Now there are a LOT of strange materials being deconstructed and gutted out of this building in order to renew it.  That’s where the artists come in.  They are the minds and hands that can find ways to transform “stuff” – wood, wire, glass, insulation, bricks, panels, flooring, tiles, clocks, veneer, canisters, bulbs, etc… into artifacts… things preservative and creative that extend the life of the materials as well as extend into the community and the future as works of art to be interacted with, engaged, stimulated by, and so forth.

All this to say that today I reached a kind of threshold… a blessed one.  Witnessing these artists eyes and minds, hands and work (as if it’s not enough living in a household of children with a wife whose a visual artist!) – pressed me toward a very interesting catharsis.

And it’s process.

Process.

Process.

Our lives, our surroundings, our relationships, ourselves… rings of trees that become lines and patterns in finished wood; wires that become sculptures; pipes and styrofoam that become living spaces and visual delights; things that may have been overlooked or thrown away, added to the world’s enormous waste piles or incorporated into something beautiful or riveting, reflective or enlightening…

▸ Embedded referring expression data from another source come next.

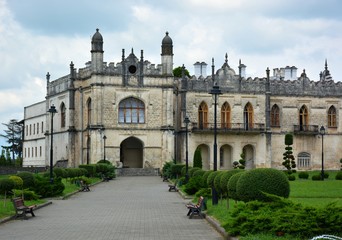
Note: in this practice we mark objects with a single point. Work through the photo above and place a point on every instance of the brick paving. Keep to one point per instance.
(130, 208)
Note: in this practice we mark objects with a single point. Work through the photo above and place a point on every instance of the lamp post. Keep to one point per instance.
(215, 91)
(322, 132)
(52, 110)
(186, 121)
(104, 147)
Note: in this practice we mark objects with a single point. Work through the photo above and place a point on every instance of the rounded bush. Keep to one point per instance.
(205, 178)
(217, 181)
(18, 182)
(194, 184)
(6, 185)
(255, 184)
(192, 170)
(225, 179)
(211, 178)
(316, 177)
(303, 175)
(28, 179)
(231, 186)
(339, 176)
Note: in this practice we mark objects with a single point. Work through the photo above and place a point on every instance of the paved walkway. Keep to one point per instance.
(130, 208)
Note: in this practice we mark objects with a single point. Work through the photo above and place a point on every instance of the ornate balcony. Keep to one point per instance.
(306, 129)
(233, 128)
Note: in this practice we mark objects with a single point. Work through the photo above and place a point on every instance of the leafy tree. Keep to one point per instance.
(177, 72)
(289, 160)
(198, 158)
(13, 134)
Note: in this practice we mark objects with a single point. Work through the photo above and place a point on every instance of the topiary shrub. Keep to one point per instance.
(166, 170)
(303, 175)
(176, 170)
(339, 176)
(211, 178)
(199, 172)
(231, 186)
(91, 169)
(192, 170)
(28, 179)
(105, 161)
(256, 182)
(205, 178)
(225, 178)
(194, 184)
(60, 172)
(217, 181)
(18, 182)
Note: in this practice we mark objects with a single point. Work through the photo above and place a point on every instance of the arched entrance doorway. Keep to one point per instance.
(226, 157)
(248, 150)
(131, 153)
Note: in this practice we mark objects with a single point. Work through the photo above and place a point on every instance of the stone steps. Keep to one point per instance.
(137, 171)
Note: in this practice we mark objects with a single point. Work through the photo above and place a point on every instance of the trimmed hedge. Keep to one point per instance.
(231, 186)
(225, 179)
(256, 182)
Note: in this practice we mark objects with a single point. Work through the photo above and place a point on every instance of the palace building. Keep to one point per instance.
(132, 114)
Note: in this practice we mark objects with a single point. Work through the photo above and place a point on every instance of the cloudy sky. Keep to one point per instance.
(39, 36)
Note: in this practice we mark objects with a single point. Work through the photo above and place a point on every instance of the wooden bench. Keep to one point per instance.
(196, 209)
(84, 187)
(21, 209)
(173, 187)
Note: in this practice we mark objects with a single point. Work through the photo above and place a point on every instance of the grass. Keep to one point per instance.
(7, 209)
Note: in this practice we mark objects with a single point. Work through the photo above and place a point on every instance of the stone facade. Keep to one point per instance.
(131, 113)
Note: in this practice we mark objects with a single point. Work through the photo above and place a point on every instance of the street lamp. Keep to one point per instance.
(215, 91)
(104, 147)
(52, 110)
(322, 132)
(186, 121)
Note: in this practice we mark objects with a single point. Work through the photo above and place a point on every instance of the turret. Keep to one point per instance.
(97, 52)
(167, 55)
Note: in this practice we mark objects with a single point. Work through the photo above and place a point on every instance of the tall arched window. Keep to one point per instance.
(303, 118)
(248, 116)
(225, 116)
(203, 116)
(275, 120)
(131, 110)
(63, 116)
(89, 111)
(303, 160)
(332, 117)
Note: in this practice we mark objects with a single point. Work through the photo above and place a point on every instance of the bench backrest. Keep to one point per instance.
(18, 202)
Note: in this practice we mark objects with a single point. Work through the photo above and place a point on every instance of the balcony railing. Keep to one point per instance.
(229, 127)
(306, 129)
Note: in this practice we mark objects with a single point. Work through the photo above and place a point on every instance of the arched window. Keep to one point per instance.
(203, 116)
(275, 120)
(131, 110)
(89, 111)
(225, 116)
(248, 116)
(62, 115)
(303, 160)
(303, 118)
(332, 117)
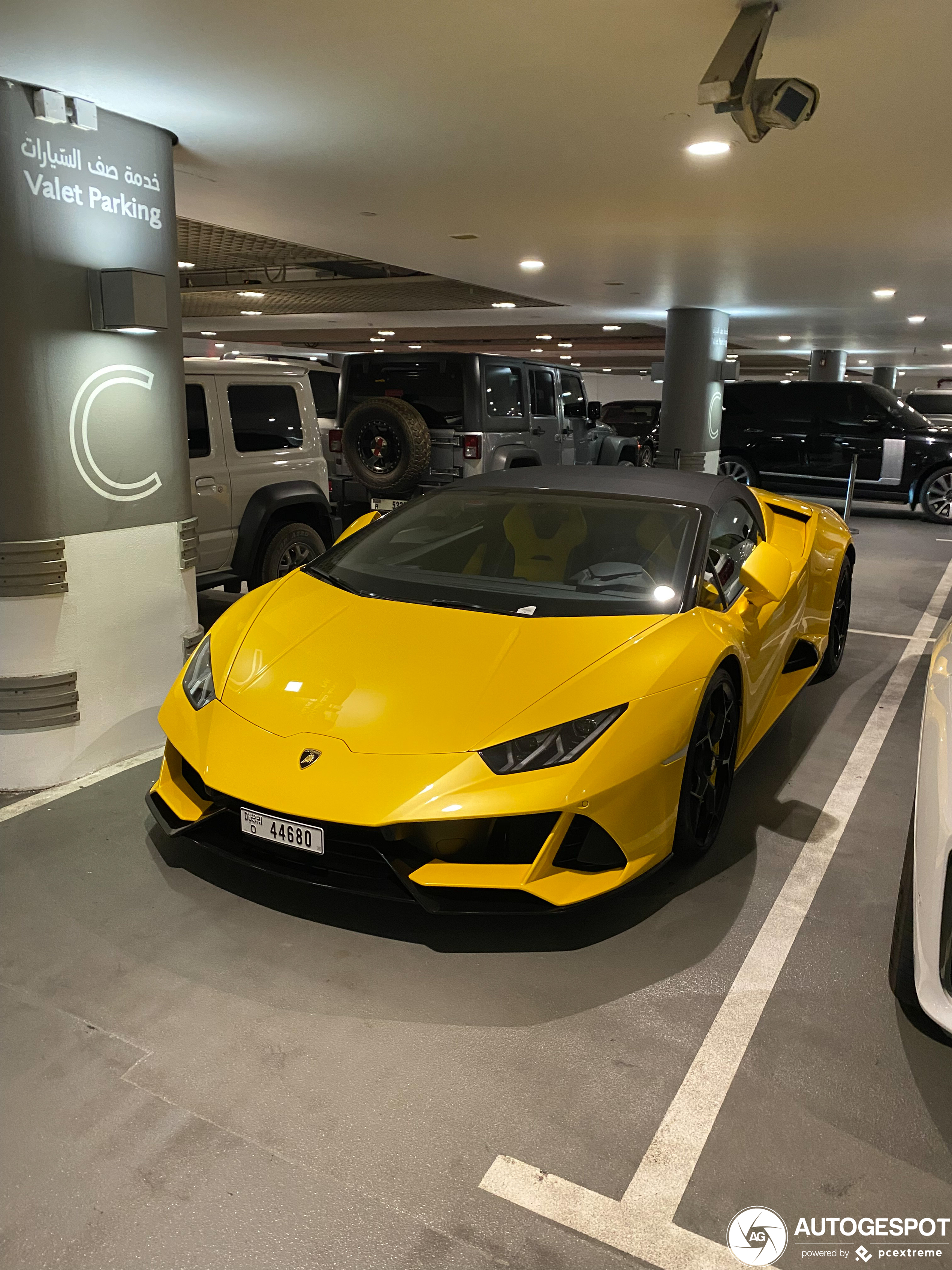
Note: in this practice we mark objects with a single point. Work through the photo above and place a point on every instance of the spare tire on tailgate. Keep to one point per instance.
(386, 445)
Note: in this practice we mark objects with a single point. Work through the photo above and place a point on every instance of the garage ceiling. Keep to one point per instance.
(551, 129)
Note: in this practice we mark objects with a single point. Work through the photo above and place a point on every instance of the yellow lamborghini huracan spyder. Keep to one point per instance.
(513, 694)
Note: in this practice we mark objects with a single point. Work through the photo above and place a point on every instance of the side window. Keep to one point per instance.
(542, 391)
(265, 417)
(504, 391)
(733, 538)
(200, 442)
(573, 397)
(324, 389)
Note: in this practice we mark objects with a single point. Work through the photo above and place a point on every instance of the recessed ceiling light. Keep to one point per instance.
(709, 148)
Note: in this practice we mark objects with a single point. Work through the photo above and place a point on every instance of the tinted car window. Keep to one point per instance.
(733, 539)
(324, 389)
(931, 403)
(434, 388)
(504, 391)
(787, 403)
(265, 417)
(573, 397)
(200, 442)
(542, 391)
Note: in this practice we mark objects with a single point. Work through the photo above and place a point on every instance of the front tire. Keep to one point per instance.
(936, 497)
(738, 469)
(709, 770)
(840, 625)
(287, 548)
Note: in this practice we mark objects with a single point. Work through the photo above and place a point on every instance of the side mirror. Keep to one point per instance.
(766, 574)
(356, 526)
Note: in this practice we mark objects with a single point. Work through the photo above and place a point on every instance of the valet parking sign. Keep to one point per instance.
(758, 1236)
(54, 176)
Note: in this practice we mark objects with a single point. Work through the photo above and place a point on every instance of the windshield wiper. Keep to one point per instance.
(334, 582)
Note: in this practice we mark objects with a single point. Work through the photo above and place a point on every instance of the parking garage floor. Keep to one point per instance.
(210, 1070)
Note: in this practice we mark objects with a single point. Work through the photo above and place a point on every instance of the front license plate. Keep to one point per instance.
(290, 834)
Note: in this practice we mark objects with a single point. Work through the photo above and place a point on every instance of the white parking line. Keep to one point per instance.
(43, 797)
(643, 1222)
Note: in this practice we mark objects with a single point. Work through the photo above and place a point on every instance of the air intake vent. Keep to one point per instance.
(33, 568)
(39, 702)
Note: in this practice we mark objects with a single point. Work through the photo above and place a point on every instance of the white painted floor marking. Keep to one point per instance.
(856, 630)
(43, 797)
(643, 1221)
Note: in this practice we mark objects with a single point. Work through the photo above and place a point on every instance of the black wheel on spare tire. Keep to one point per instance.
(386, 445)
(902, 958)
(286, 548)
(738, 469)
(936, 497)
(709, 770)
(840, 625)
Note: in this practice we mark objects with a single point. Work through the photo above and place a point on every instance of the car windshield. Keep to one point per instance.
(534, 553)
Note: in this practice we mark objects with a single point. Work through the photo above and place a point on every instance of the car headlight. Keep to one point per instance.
(197, 681)
(550, 747)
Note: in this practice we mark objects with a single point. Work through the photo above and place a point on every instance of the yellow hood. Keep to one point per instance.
(398, 679)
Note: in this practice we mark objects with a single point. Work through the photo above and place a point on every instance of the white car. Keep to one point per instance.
(921, 962)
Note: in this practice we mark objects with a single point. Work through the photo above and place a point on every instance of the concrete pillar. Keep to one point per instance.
(828, 365)
(96, 588)
(692, 394)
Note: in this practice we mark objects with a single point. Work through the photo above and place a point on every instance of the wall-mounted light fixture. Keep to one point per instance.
(129, 300)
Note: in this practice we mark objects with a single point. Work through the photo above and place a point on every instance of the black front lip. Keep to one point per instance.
(371, 868)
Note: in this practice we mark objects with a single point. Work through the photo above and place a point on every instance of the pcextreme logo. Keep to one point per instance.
(757, 1236)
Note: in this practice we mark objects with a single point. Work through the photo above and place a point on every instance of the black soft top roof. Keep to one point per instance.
(664, 484)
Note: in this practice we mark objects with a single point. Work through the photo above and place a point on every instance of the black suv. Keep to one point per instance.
(803, 437)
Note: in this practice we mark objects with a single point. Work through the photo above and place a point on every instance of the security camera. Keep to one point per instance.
(732, 85)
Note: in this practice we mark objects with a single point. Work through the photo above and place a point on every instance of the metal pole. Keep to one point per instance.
(851, 487)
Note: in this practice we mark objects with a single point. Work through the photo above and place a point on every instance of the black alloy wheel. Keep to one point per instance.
(709, 770)
(936, 497)
(379, 446)
(840, 625)
(738, 469)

Our lives are these interconnected webbings in which everything counts.  We’re all processing quite more than our organismal spaces can handle…and we pass it around, as energy, as movement, as vision, as language.  Cycles and recycles, my tree is your violin, your window is my canvas, as another artist I visited with said: “we’re immersed in resources,” there is much more available than we are able to do with…natural, fabricated, invented, virtual – we’re drowning in resources…and we’re all processing processing processing…Wordpress blogs give ample evidence of this – and I find it exciting and moving, hopeful and amazing that it is so, and that we’re ALL in it!  From single-cells to planets…miniscule and enormous interactions…like wind, electricity, magnetism, fire…air exchanging molecules with our skin…

So this is a spillage of gratitude and hopefully encouragement – that by and large those of us with time to post blogs and devices to do it with – are freaking lucky and aswarm in resource and with brilliant loads of company…

something this project and the artists around me have sunk into my core.